Les mercredis du cinéma – Loris S. Musumeci
Une rubrique partenaire de Cinérevue, l’émission cinématographique de NeuchVox. Prochain direct: lundi 2 octobre 2017, 20h30 – 21h00
«Tu te plains sans cesse d’être seul, mais c’est toi qui rejette le monde entier.»
Jean-Luc aime Anne. Anne aime Jean-Luc: malgré les décalages d’âge et d’univers. Elle est une jeune et charmante étudiante en philosophie. Lui, c’est Godard. Le maître du nouveau genre des sixties, l’imminent réalisateur du Mépris et d’A bout de souffle. Il ne parle que cinéma, ne pense que cinéma, ne vit que cinéma. Sa compagne tâche de le suivre dans cette inépuisable passion, bien que son regard se tourne davantage vers les yeux de son aimé que vers un viseur.

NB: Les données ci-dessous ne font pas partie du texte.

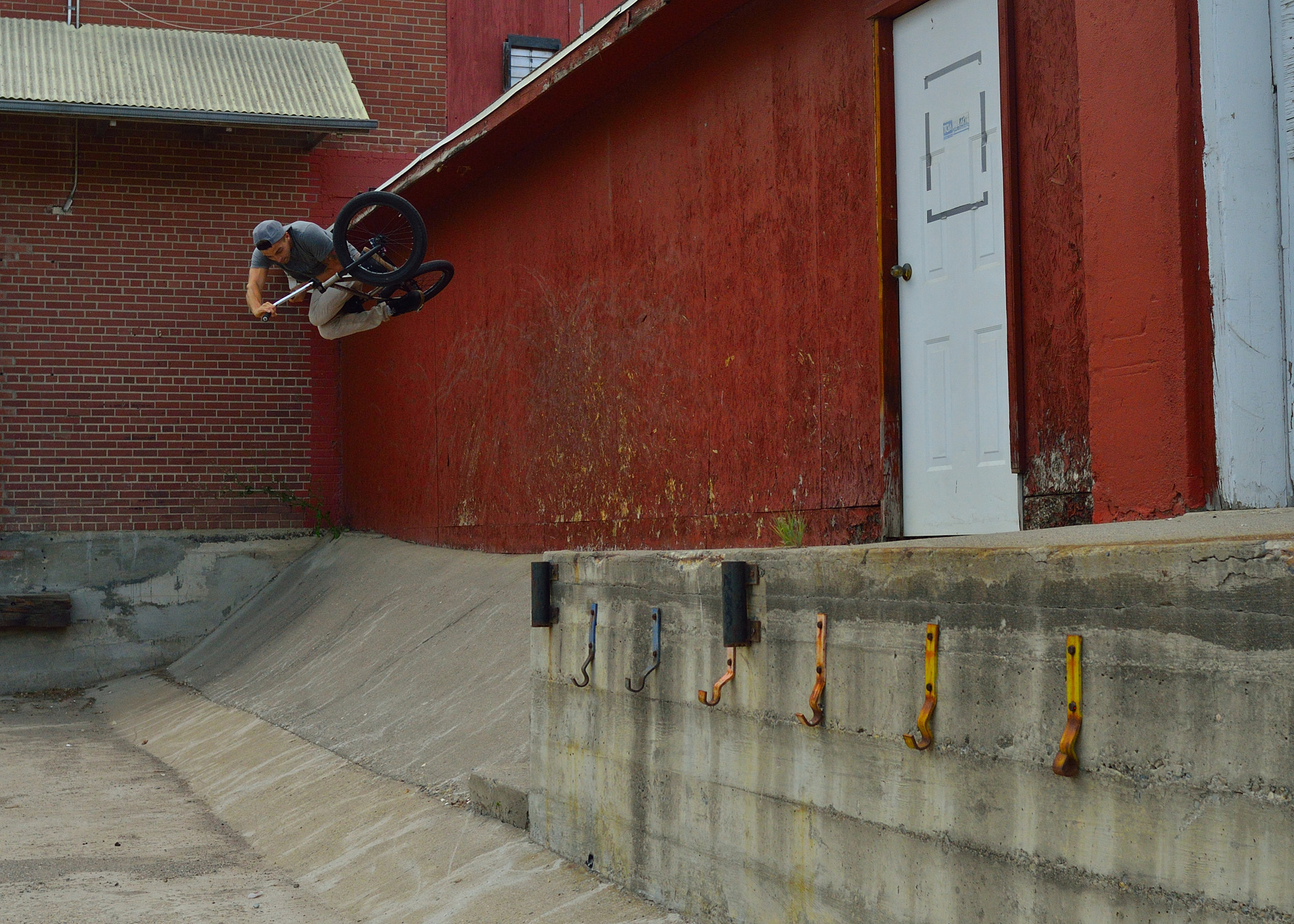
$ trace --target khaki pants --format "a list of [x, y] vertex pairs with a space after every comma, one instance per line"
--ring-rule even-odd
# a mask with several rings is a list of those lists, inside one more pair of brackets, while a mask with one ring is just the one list
[[[360, 286], [355, 282], [349, 285], [355, 289], [367, 291], [366, 286]], [[353, 294], [340, 286], [333, 286], [322, 292], [316, 290], [311, 294], [311, 324], [320, 329], [320, 334], [325, 340], [335, 340], [339, 336], [358, 334], [361, 330], [373, 330], [391, 317], [384, 304], [355, 314], [338, 314], [342, 311], [342, 305]]]

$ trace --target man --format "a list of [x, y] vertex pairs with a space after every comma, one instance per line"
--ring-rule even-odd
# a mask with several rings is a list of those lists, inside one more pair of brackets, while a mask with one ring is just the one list
[[[247, 270], [247, 307], [254, 317], [265, 314], [276, 317], [272, 302], [265, 300], [265, 276], [270, 267], [280, 267], [287, 273], [294, 286], [307, 280], [324, 282], [342, 270], [342, 263], [333, 252], [333, 237], [313, 221], [292, 221], [286, 228], [273, 219], [261, 221], [251, 233], [256, 250], [251, 255], [251, 269]], [[351, 250], [352, 256], [358, 256]], [[378, 302], [367, 311], [364, 299], [355, 290], [373, 291], [373, 286], [348, 280], [345, 287], [333, 286], [325, 291], [317, 289], [311, 294], [311, 324], [320, 329], [327, 340], [371, 330], [383, 321], [417, 311], [422, 307], [421, 296], [401, 296], [391, 304]], [[417, 303], [417, 304], [415, 304]]]

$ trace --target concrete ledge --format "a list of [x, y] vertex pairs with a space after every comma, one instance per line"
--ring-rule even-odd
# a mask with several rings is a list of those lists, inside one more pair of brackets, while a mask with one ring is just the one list
[[[725, 924], [1294, 921], [1294, 536], [1237, 534], [1241, 518], [1294, 524], [1245, 511], [1218, 516], [1225, 537], [1170, 541], [1119, 524], [1090, 545], [554, 553], [562, 619], [531, 633], [531, 835]], [[736, 650], [707, 708], [725, 558], [760, 564], [763, 641]], [[597, 657], [577, 688], [589, 603]], [[661, 666], [630, 694], [652, 607]], [[819, 612], [826, 722], [806, 729]], [[939, 699], [936, 744], [916, 752], [902, 734], [925, 622], [942, 628]], [[1051, 771], [1068, 633], [1084, 637], [1074, 779]]]
[[472, 808], [515, 828], [531, 827], [529, 765], [477, 767], [467, 775]]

Elle joue pour lui La Chinoise; un déchet cinématographique moralisateur qui veut donner des leçons de maoïsme. Le cinéaste entre alors en crise et veut s’engager pleinement dans la grande révolution rouge. Quelque peu soumise, Anne, le suit. Commence là une dégradation progressive pour Jean-Luc Godard qui rejette tout, même son propre cinéma. Mai 68 emporte alors le couple, pourtant bien bourgeois, dans de burlesques aventures, jusqu’à l’ultime brisure.
Du mauvais goût…
Michel Hazanavicius a pris des risques avec Le Redoutable. Dont celui de réaliser la contre-biographie d’un géant, mettant en scène un anti-héros idiot et arrogant. Evidemment, les godardiens s’en sont offusqué. Là n’est pas cependant l’élément gênant du film. D’autant plus que cette pratique alternative du biopic est intéressante et en vogue. Le succès de Barbara, aussi dans les salles, en témoigne.
Ce qui pose manifestement problème, c’est la lourdeur du scénario par un humour parfois trop vulgaire et de mauvais goût. La trace du second degré revendiqué où l’excès se prétend drôle est pourtant bien française. Suffit-il de songer à 99 francs, de ce même type. Ainsi, la trame sexuelle se répète au point d’en arriver à une scène dans laquelle la nudité touche à son comble. Le sexe d’Anne et celui de Jean-Luc sont exposés brutalement aux spectateurs, et ce dernier de commenter en chuintant: «C’est quand même étonnant de la part des réalisateurs de vouloir montrer des acteurs tout nus.»
Autre dérapage, le petit air Nouvelle Vague. Les petits jeux de caméra fatiguent. D’un passage soudain au format 4:3 jusqu’aux plans en négatifs, le réalisateur en fait trop. Ces procédés prennent des attitudes parodiques, déjà vues et revues. La connivence de dérision qui en ressort n’atteint pas son but. C’est un échec du film.
… et du bon
Il reste, malgré tout, plusieurs réussites à saluer. Outre les usages lassants de la forme, les plans des personnages filmés de profil offrent une esthétique véritable. Dans la même veine, l’alternance entre les gros plans et les plans moyens est un plaisir pour les yeux. Remarquable scène que celle de l’union entre les deux protagonistes où tout est suggéré par une musique rythmée et des focalisations répétitives sur la bouche laissant apercevoir des dents excitées sous des lèvres repliées, signe de jouissance.
Enfin, Stacy Martin et Louis Garrel sont excellents; l’atmosphère des années soixante, saisissante; et les décors marquent le plus haut niveau du long-métrage. Autant les livres que les tableaux ou les vêtements brillent de justesse. Michel Hazanavicius a cédé à la facilité par l’obscénité et l’humour ringard du Redoutable, qui demeure tout de même léger, agréable et redoutablement mitigé.
«Ainsi va la vie à bord du Redoutable.»